What do you do after that?

Well, a lot of things. Usually, I do my homework. When I was in Russian, I called home before doing my homework. I told my family how my day went, what I studied at school, what I bought at the supermarket, what I had for dinner. Sometimes I cleaned the room if it was my turn to be on duty that day. I and my roommates also had to clean the dining room of our floor when the day of duty came. On that day we often waited until very late, when no one came to the dining room to clean it. As I already told you, I often stayed up late to do my homework. In order not to disturb my roommates as they usually had to get up early to go to work, I studied in the study room on the first floor. I like the atmosphere there because it made me more focused on studying. A lot of people went down there to study and they were very focused and somehow it motivated me to study. Staying up late made me very hungry so I often ate while studying. My friends even brought some snacks for me. When I'm home, it’s my mom who brings snacks for me. Sometimes I have classes even after dinner and they last until 1 A.M. If I still have energy, I'll do my homework, if not, I'll go straight to bed and sleep.

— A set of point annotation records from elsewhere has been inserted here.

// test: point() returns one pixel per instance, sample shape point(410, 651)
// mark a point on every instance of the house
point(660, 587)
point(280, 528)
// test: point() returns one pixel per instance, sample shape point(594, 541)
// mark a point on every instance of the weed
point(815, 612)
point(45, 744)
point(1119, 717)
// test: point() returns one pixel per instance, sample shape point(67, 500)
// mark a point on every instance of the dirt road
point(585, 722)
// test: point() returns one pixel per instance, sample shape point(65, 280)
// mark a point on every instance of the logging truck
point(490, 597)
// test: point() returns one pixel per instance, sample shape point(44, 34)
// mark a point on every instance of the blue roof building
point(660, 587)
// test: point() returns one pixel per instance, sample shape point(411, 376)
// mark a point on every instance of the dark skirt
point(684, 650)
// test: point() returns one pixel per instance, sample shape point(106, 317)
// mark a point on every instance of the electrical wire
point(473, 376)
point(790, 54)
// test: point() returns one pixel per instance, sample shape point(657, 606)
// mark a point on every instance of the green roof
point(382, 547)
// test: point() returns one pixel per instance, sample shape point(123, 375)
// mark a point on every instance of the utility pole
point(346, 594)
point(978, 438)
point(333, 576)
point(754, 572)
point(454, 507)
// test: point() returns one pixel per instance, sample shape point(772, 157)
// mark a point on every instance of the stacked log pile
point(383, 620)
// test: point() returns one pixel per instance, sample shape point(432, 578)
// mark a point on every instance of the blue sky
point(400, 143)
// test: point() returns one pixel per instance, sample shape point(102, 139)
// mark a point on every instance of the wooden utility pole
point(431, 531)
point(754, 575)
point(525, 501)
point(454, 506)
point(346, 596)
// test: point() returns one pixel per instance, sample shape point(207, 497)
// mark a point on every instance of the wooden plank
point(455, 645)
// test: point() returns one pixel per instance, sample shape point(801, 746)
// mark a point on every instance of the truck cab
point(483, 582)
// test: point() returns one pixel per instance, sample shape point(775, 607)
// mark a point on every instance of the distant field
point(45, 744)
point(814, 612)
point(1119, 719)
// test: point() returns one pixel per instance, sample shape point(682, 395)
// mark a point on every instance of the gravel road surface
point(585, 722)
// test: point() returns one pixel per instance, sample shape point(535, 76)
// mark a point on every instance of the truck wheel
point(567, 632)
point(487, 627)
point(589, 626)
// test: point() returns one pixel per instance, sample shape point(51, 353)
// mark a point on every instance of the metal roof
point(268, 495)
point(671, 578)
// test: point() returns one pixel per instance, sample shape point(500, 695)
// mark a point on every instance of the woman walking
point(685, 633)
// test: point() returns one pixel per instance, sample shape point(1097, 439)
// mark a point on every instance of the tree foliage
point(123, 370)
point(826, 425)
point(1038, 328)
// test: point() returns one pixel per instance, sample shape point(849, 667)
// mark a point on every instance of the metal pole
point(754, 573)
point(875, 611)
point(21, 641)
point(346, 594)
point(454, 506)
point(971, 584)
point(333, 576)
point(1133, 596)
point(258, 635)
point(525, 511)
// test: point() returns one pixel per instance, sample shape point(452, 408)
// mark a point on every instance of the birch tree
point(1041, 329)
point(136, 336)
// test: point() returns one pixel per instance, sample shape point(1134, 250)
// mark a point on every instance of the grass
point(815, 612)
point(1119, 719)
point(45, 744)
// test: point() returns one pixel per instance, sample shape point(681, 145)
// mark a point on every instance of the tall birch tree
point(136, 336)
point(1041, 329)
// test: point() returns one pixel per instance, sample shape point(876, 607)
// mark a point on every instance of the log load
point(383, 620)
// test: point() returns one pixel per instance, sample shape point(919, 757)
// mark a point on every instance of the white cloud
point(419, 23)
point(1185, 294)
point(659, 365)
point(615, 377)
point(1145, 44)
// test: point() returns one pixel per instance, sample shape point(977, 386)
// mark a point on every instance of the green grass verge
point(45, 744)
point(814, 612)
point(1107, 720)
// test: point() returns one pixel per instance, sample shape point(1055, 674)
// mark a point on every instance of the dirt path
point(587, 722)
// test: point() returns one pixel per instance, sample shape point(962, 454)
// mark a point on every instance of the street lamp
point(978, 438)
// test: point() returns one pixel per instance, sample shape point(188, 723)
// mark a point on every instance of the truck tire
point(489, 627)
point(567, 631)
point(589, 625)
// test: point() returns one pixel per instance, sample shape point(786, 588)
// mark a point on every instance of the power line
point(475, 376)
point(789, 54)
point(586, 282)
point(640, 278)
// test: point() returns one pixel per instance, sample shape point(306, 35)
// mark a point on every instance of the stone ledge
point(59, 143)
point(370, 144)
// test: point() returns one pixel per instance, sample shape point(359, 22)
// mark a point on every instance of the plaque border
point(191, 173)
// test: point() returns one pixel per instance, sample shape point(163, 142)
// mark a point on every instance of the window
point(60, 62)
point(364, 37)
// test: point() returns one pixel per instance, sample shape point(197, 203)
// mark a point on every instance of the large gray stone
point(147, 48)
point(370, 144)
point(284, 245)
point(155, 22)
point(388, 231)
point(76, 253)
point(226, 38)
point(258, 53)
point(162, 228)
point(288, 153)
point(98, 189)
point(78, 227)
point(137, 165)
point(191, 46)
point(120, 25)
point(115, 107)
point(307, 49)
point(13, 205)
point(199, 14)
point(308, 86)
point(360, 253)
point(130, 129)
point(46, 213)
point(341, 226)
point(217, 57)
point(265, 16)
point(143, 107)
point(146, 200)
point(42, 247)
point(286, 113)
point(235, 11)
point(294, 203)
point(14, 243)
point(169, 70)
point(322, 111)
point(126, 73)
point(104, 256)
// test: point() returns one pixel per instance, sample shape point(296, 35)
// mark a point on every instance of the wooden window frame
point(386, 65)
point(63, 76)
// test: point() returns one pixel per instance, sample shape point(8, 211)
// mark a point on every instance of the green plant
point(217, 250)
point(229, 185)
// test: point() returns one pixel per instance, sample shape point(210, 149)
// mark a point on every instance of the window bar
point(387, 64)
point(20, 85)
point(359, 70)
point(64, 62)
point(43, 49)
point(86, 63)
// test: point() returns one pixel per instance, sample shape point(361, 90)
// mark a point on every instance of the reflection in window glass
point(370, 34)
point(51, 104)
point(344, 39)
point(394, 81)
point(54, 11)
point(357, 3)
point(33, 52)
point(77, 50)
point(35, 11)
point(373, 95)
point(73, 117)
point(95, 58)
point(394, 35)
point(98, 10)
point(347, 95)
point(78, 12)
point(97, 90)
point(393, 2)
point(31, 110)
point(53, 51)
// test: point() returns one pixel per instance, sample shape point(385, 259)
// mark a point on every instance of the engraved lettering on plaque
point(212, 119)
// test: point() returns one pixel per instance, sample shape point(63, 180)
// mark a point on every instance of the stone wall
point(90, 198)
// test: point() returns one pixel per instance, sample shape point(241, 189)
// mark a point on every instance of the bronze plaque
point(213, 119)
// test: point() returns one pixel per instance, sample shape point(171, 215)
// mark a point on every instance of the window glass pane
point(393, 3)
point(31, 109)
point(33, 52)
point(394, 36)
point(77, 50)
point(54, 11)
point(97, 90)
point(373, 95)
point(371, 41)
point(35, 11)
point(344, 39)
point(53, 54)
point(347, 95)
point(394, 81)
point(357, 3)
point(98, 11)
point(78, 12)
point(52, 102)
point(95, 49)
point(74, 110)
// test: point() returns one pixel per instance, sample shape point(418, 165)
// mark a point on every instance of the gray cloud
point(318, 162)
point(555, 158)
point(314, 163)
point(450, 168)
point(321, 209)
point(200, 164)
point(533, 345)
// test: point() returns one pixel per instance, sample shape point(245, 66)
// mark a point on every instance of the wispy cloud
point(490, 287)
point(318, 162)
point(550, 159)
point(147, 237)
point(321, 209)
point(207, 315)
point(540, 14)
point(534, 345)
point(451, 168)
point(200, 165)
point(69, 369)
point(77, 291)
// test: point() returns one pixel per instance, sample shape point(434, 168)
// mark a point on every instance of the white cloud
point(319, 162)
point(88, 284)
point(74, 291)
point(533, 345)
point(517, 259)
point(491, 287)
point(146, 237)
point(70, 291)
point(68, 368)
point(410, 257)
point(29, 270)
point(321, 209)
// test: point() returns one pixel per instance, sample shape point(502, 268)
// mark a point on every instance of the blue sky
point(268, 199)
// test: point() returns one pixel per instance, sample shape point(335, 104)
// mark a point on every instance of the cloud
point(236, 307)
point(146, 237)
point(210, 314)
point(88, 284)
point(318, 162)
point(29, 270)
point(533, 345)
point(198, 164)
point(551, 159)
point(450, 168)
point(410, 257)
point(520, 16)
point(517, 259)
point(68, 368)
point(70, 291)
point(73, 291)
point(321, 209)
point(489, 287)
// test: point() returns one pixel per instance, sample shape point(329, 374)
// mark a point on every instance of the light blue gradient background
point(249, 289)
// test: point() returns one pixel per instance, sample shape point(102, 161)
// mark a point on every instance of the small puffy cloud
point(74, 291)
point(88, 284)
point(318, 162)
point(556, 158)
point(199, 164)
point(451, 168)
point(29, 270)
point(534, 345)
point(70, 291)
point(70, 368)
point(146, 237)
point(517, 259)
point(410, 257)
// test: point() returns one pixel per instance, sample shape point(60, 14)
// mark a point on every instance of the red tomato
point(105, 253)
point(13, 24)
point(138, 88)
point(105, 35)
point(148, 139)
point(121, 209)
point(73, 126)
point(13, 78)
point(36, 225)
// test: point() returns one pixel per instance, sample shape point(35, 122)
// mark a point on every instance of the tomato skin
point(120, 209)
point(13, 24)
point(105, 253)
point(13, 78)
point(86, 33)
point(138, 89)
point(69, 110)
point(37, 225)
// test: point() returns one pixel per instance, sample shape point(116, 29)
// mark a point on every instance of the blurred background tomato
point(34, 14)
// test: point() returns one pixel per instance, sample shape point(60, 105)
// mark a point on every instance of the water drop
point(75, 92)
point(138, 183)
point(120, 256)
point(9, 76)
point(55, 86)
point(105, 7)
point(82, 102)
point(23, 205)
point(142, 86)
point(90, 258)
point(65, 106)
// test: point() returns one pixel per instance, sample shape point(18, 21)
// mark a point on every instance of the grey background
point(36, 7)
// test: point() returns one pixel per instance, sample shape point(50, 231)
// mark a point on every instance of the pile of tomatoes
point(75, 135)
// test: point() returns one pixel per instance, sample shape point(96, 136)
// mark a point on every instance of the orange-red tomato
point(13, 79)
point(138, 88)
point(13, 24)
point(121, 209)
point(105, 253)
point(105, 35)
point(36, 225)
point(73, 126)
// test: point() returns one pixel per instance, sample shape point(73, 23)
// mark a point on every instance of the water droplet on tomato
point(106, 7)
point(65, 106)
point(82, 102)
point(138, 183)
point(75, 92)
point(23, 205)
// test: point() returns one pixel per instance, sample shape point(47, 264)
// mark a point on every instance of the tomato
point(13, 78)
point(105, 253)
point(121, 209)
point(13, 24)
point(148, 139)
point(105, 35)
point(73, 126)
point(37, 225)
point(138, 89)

This is just a normal day of my university life. It starts with waking up late, skipping breakfast, going to university, or starting Zoom conferences, hanging around, having dinner, calling family if I was in Russia, cleaning the room, doing homework and it ends with going to bed late at night.

Lihn, thank you very much for describing your day to us. Would you like to say anything to our readers?

Well, I wish you all a successful academic year. Hope you always keep your passion for learning new things. Don't be discouraged because we can't meet in person but have to study online. Please stay healthy and follow the government directive so that the COVID-19 epidemic will soon pass and we can return to our normal lives.